Table 7 Average F1 score for the point anomaly detector on the Yahoo Webscope dataset in comparison with the results in Munir et al. (2019)

6 Conclusion

In this paper we introduce an online capable algorithm to efficiently detect anomalies in multivariate time series. We therefore use an online Spiking Neural Network architecture with a data efficient technique for coding higher-dimensional data using Multidimensional Gaussian Receptive Fields (GRF) as well as advanced learning methods for improved multidimensional anomaly detection.

In the evaluation of several versions of multidimensional online Spiking Neural Networks (OeSNN-A; OeSNN-B; OeSNN-C; OeSNN-D) using the Numenta Anomaly Benchmark (NAB) and the Yahoo Webscope dataset we prove that several modifications of the initial OeSNN algorithm according to Maciąg et al. (2021) significantly improve the general suitability for outlier detection in higher dimensional (\(n \ge 2\)) data and the detection of specific outlier types while requiring consistently less runtime than the initial algorithm. In addition, we determine a better detection result for almost all outlier types compared to the reference SPIRIT algorithm. Our new algorithm shows deficits only in the outlier types increase in noise and individual peaks. Individual peaks or point anomalies are hard to detect with our algorithm, but they can be detected with a different algorithm as we showed in Sect. 5.6.3.

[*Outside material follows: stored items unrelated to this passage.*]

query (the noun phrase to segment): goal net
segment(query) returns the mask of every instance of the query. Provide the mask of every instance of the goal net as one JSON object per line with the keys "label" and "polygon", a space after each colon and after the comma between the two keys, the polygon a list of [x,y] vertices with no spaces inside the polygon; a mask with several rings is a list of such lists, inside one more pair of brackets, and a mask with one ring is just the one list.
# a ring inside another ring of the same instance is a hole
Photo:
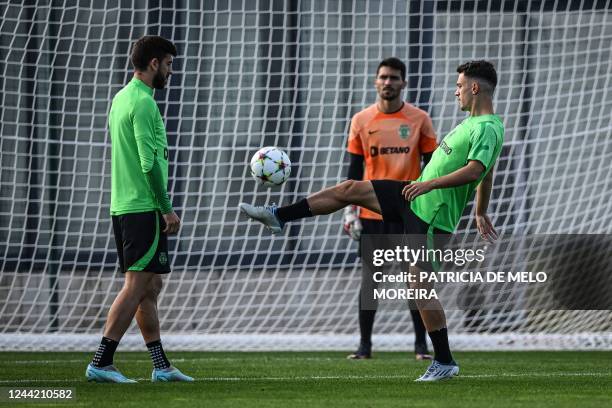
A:
{"label": "goal net", "polygon": [[[350,118],[378,63],[406,61],[404,97],[438,140],[460,122],[456,67],[491,60],[506,126],[489,212],[504,234],[612,232],[610,1],[0,0],[0,349],[90,349],[122,284],[109,215],[113,95],[145,34],[179,49],[155,98],[182,219],[162,338],[194,350],[352,349],[360,263],[341,215],[279,237],[239,202],[287,204],[346,177]],[[293,162],[257,186],[251,155]],[[459,234],[473,231],[471,215]],[[451,311],[460,349],[612,348],[609,310]],[[411,349],[406,308],[381,308],[377,349]],[[133,325],[122,344],[142,349]]]}

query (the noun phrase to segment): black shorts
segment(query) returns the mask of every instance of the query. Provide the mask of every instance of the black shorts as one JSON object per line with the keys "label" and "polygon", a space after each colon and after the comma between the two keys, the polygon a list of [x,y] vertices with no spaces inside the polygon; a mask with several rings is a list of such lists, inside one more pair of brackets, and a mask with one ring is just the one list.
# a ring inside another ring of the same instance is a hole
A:
{"label": "black shorts", "polygon": [[[402,195],[402,190],[410,181],[398,180],[371,180],[374,193],[382,212],[385,223],[400,223],[403,226],[404,235],[413,236],[414,246],[425,245],[428,249],[443,248],[452,238],[452,234],[431,226],[416,216],[410,208],[410,202]],[[431,234],[431,239],[427,236]],[[421,269],[433,270],[433,266],[427,263],[418,264]]]}
{"label": "black shorts", "polygon": [[409,181],[372,180],[378,204],[385,222],[396,222],[404,226],[404,234],[427,234],[429,224],[417,217],[410,208],[410,202],[402,196]]}
{"label": "black shorts", "polygon": [[121,272],[170,273],[168,236],[158,211],[113,215],[113,231]]}

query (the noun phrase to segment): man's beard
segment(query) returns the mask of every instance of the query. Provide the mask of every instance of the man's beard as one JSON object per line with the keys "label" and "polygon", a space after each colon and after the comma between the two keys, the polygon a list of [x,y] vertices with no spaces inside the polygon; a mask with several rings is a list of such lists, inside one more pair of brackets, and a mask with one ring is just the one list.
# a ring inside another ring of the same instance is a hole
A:
{"label": "man's beard", "polygon": [[[389,93],[385,93],[386,91],[389,91]],[[395,92],[394,89],[385,89],[380,93],[380,98],[384,99],[385,101],[392,101],[394,99],[396,99],[398,96],[397,92]]]}
{"label": "man's beard", "polygon": [[164,89],[166,86],[166,79],[168,77],[164,76],[161,71],[157,71],[155,76],[153,77],[153,88],[155,89]]}

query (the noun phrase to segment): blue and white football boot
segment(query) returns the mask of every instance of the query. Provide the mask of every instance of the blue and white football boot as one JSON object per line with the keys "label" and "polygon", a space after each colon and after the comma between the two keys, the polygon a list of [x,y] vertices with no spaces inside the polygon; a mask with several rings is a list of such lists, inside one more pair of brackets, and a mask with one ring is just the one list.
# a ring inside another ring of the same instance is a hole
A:
{"label": "blue and white football boot", "polygon": [[441,381],[453,378],[459,374],[459,366],[452,361],[450,364],[442,364],[436,360],[432,361],[425,374],[414,381]]}
{"label": "blue and white football boot", "polygon": [[281,222],[276,215],[276,209],[278,208],[276,205],[272,204],[256,207],[251,204],[240,203],[238,207],[240,211],[249,218],[259,221],[273,234],[280,234],[283,231],[285,224]]}
{"label": "blue and white football boot", "polygon": [[193,382],[193,378],[180,372],[176,367],[154,368],[151,373],[152,382]]}
{"label": "blue and white football boot", "polygon": [[85,377],[87,377],[87,381],[98,383],[134,384],[137,382],[121,374],[119,370],[112,365],[99,368],[89,364],[87,370],[85,370]]}

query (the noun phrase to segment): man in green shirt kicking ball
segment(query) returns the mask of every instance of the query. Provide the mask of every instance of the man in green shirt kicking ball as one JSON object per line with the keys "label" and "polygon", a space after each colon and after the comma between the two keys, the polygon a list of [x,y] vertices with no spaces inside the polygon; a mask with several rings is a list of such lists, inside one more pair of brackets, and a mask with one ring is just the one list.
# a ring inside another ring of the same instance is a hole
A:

To assess the suitability of the adapted OeSNN further, we will investigate more complex signal types from different application domains. Thus, we also check whether our algorithm meets the requirements of Wu and Keogh (2021). The authors there question the usage of deep learning models for anomaly detection in time series. That is why we believe that spiking neural networks and specifically our OeSNN-D model might be one of the best ways to detect anomalies, which are not trivial and can be weed out with two lines of code, in multivariate streaming times series. As pointed out in this paper and in Wu and Keogh (2021) as well, a lot of the point anomalies of the Yahoo Webscope dataset can be detected with a really simple algorithm. The focus in this paper is however to detect structural changes in multivariate times series and also to categorize the different type of anomalies whether they are detectable by our algorithm or not. In order to further strengthen the online capability of our algorithm the number of required hyperparameters must be reduced in further work or some new insights for transferring existing hyperparameters between different application domains must be established.